Bachmann, who finished dead last, quit today and Perry, who finished just ahead of her, is likely to also do so. Will they endorse Santorum and if so will that make a difference in New Hampshire, which is far less socially conservative than Iowa? Probably not, nor will expected endorsements of Romney by John McCain and other party moderates matter much.

Presuming that Romney is the eventual nominee, which has only happened in two of the last five presidential caucuses (McCain finished a distant fourth in 2008 and Romney even further back), let's focus on his electability against a tenacious and still popular Barack Obama, who pushed through health-care reform, saved the domestic auto industry, ended the Iraq war, took out Osama bin Laden and has refashioned U.S. foreign policy.

Romney is not electable because:

* He is not a likable person. He lacks charm, does not inspire or quicken the pulse when he steps up to the podium, and does not have a cult-like following like many of his opponents.

* He is a poster child for capitalism run amok. His tenure at Bain Capital, where he specialized in raping companies for profit while screwing workers, made him filthy rich and he will be an easy target for an incumbent who is running a populist campaign.

* He can't win in the South.
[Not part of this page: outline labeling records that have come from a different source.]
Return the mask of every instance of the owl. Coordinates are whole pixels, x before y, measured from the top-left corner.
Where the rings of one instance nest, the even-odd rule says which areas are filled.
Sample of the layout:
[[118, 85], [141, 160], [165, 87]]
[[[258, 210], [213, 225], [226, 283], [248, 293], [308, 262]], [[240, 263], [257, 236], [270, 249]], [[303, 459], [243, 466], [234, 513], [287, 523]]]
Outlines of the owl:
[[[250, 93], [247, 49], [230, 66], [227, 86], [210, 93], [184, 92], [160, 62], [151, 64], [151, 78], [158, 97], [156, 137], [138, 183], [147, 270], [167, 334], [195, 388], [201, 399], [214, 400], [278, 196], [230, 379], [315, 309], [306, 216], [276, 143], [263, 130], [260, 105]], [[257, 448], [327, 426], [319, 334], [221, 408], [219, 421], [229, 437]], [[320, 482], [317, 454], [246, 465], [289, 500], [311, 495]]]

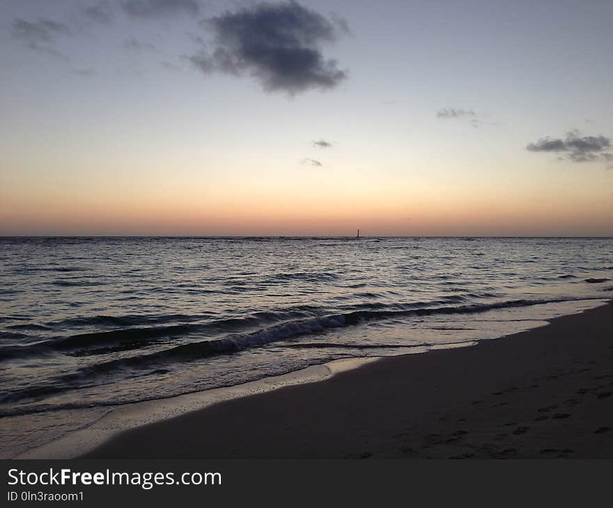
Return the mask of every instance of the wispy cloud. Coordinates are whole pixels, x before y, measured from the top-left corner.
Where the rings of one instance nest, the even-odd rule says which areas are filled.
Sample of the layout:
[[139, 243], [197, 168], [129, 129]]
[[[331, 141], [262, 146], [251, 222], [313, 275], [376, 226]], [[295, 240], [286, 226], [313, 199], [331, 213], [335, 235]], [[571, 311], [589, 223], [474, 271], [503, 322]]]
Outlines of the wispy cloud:
[[463, 118], [468, 120], [472, 127], [478, 127], [483, 122], [476, 113], [472, 109], [458, 109], [456, 108], [443, 108], [436, 112], [437, 118]]
[[82, 69], [75, 69], [75, 74], [78, 74], [79, 76], [89, 77], [95, 76], [96, 72], [91, 67], [86, 67]]
[[461, 118], [465, 116], [476, 117], [476, 113], [472, 109], [444, 108], [436, 112], [436, 116], [437, 118]]
[[123, 11], [133, 18], [164, 18], [178, 14], [195, 16], [200, 6], [195, 0], [121, 0]]
[[70, 34], [70, 30], [66, 25], [51, 19], [31, 22], [17, 18], [11, 26], [11, 36], [15, 40], [19, 40], [35, 51], [63, 59], [66, 59], [66, 57], [55, 49], [54, 43], [58, 36]]
[[[611, 148], [611, 138], [598, 136], [582, 136], [573, 129], [561, 138], [541, 138], [529, 143], [526, 150], [530, 152], [548, 152], [560, 154], [559, 158], [573, 162], [613, 162], [613, 154], [607, 150]], [[609, 166], [611, 167], [610, 166]]]
[[111, 24], [113, 21], [113, 7], [108, 1], [101, 1], [94, 6], [82, 8], [85, 17], [99, 24]]
[[344, 29], [295, 2], [259, 3], [212, 17], [203, 26], [213, 35], [215, 48], [189, 56], [203, 72], [248, 74], [264, 90], [290, 95], [309, 89], [334, 88], [346, 79], [321, 46]]

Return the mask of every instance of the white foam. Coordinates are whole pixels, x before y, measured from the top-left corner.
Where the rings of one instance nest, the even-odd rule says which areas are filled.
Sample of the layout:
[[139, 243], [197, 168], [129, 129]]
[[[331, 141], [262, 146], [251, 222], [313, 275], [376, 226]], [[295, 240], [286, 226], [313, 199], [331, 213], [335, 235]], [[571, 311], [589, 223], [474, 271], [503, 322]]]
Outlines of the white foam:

The key to a GOP victory in November is sweeping the South and attracting enough independent voters, and while he might have some success with the latter, some Southern Republicans may prefer to stay home than cast their ballots for him.

* He is a flip-flopper of monumental proportions. Beginning with health-care reform, which was his signature success as Massachusetts governor, he has reversed field, sometimes repeatedly, on virtually every major issue and voters are rightly confused about what he stands for.

* He is a Mormon. His faith should not be a disqualifier, but will be for some voters who believe that the Church of Latter Day Saints is a cult. Because their minister told them so.

*
He is a political loser. He got clobbered by Ted Kennedy in 1994 and while winning in Massachusetts in 2002, he did so with less than 50 percent of the vote and according to one poll left office as the 48th most popular governor who would have been easily defeated had he run for re-election.

Finally, Obama will be running this time as an experienced candidate with all of the assets that incumbency brings to the campaign trail.

Obama's advisers have quietly assembled another massive campaign organization, he is raking in tens of millions of bucks in contributions, and while some voters may not be as enthusiastic about him as they were in the run-up to the historic 2008 election, Romney is not a viable alternative for many independents.

The unrelenting extremism of the Iowa field, from the candidates' absurd stands on issues that matter to middle class voters to an oblique racism when it comes to Obama himself has forced Romney to tack ever harder to the right. It will take the biggest flip-flop of them all for Romney to reposition himself as a moderate and not the sell-out that he has become if he gets the nomination because otherwise he doesn't stand a chance.